Canada’s Treatment of Indigenous People: Film and Q&A

The Centre for American Studies welcomes Canadian film maker and lecturer, Tasha Hubbard on Monday 11 July (1-3pm in GLT3) for a screening of her documentary Two Worlds Colliding.

Hubbard’s 2005 documentary chronicles the story of Darrell Night, an Indigenous man who was dumped by two police officers in a barren field on the outskirts of Saskatoon in January 2000, during -20° C temperatures. He found shelter at a nearby power station and survived the ordeal, but he was stunned to hear that the frozen body of another Indigenous man was discovered in the same area. Days later, another victim, also Indigenous, was found.

This film is an inquiry into what came to be known as Saskatoon’s infamous ‘freezing deaths’ and the schism between a fearful, mistrustful Indigenous community and a police force that must come to terms with a shocking secret.

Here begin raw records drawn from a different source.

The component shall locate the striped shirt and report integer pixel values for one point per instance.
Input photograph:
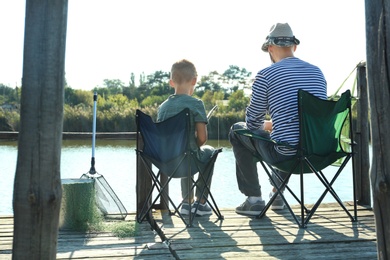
(275, 92)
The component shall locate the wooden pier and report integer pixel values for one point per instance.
(329, 235)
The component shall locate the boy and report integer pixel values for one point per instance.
(183, 79)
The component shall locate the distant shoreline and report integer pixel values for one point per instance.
(12, 135)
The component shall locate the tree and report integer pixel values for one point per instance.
(37, 186)
(378, 70)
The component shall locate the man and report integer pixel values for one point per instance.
(274, 93)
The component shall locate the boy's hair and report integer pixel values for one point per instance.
(183, 71)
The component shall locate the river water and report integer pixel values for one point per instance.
(116, 161)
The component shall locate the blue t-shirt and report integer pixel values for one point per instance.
(175, 104)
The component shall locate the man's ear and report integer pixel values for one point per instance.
(193, 82)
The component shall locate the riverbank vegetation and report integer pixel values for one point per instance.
(118, 101)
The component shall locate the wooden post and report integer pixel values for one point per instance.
(361, 137)
(37, 186)
(378, 71)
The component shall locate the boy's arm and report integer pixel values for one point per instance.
(201, 133)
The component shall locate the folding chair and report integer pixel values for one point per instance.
(166, 145)
(325, 139)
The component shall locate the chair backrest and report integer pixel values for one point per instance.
(166, 143)
(321, 124)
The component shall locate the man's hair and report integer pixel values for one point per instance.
(183, 71)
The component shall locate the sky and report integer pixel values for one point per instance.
(110, 39)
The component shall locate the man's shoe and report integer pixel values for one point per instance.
(251, 209)
(203, 209)
(185, 208)
(278, 202)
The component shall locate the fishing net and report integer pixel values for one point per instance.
(106, 199)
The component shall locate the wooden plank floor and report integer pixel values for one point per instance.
(329, 235)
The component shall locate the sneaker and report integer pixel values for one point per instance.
(278, 202)
(203, 209)
(251, 209)
(185, 208)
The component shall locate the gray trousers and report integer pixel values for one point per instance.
(244, 149)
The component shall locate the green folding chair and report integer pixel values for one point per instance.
(325, 139)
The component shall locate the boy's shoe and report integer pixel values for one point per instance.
(251, 209)
(278, 202)
(185, 208)
(203, 209)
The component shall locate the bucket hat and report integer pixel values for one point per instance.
(280, 35)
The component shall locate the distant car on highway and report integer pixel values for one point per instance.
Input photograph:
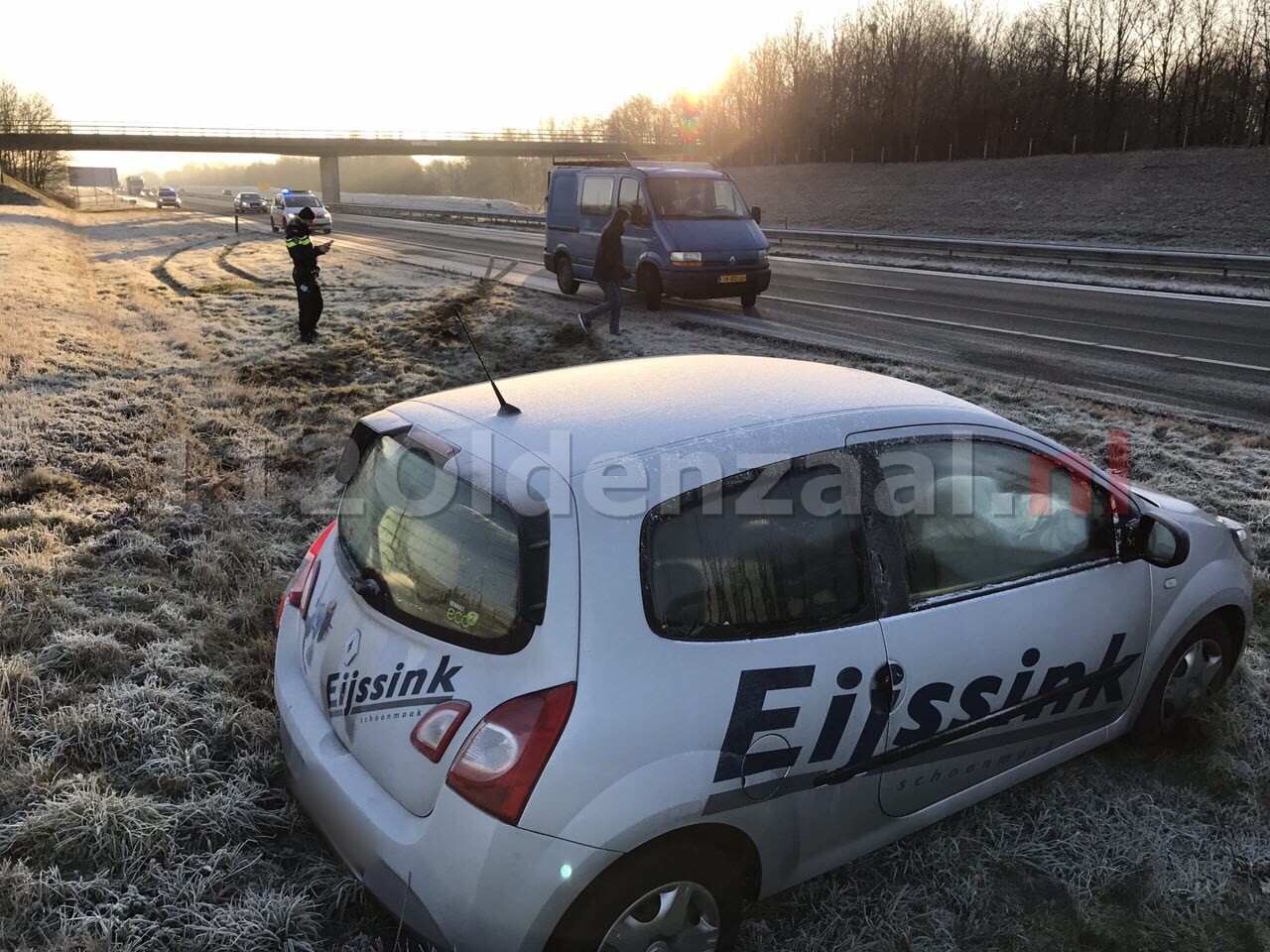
(287, 204)
(249, 202)
(690, 231)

Following the screening, Tasha Hubbard will discuss how Patrick Wolfe’s “logic of elimination” plays out in the prairie city of Saskatoon. North American settler colonialism is predicated on the disappearance of Indigenous peoples, both historical and on-going. The destruction of the buffalo allowed Canadian forefathers to use a starvation policy to clear Indigenous peoples from the land, specifically in the prairies. Despite being confined to reservations throughout the early part of the 20th century and forced into assimilative and abusive residential schools, Indigenous people continued to fight to exist. When some of these oppressive laws were eventually lifted, Indigenous peoples migrated to urban centres like Saskatoon in the 1960s and 70s to find work and pursue education. Settler colonialism adapted with new tactics, such as police taking Indigenous peoples to the outskirts of the city, often in the depths of winter.

The film Two Worlds Colliding (2005) chronicles the discovery of this practice in Saskatoon through interviews with the police themselves, the families left behind, and a lone witness. Also related to the notion of disappearance are the 1700 missing and murdered Indigenous women in Canada. While activists and communities have called for action by governments and police forces, their cries were met with willful deafness until this past year.

Hubbard’s earlier short film 7 Minutes (recent recipient of Best Short Non-Fiction at the Golden Sheaf Awards) shows the atmosphere of potential harm that young Indigenous women on the prairies must live with on a daily basis.

 

Tasha Hubbard is Assistant Professor in the Department of English at the University of Saskatchewan. She teaches indigenous literatures, as well as classes in first-year English as part of the Aboriginal Student Achievement Program. Her current film and academic work focuses on Indigenous creative representation of the Buffalo and on recovering historic Indigenous stories. She is an award-winning documentary filmmaker; her solo writing/directing project Two Worlds Colliding (2004) won a Canada Award at the Geminis and a Golden Sheaf Award and she recently released the animated short film Buffalo Calling, 2013.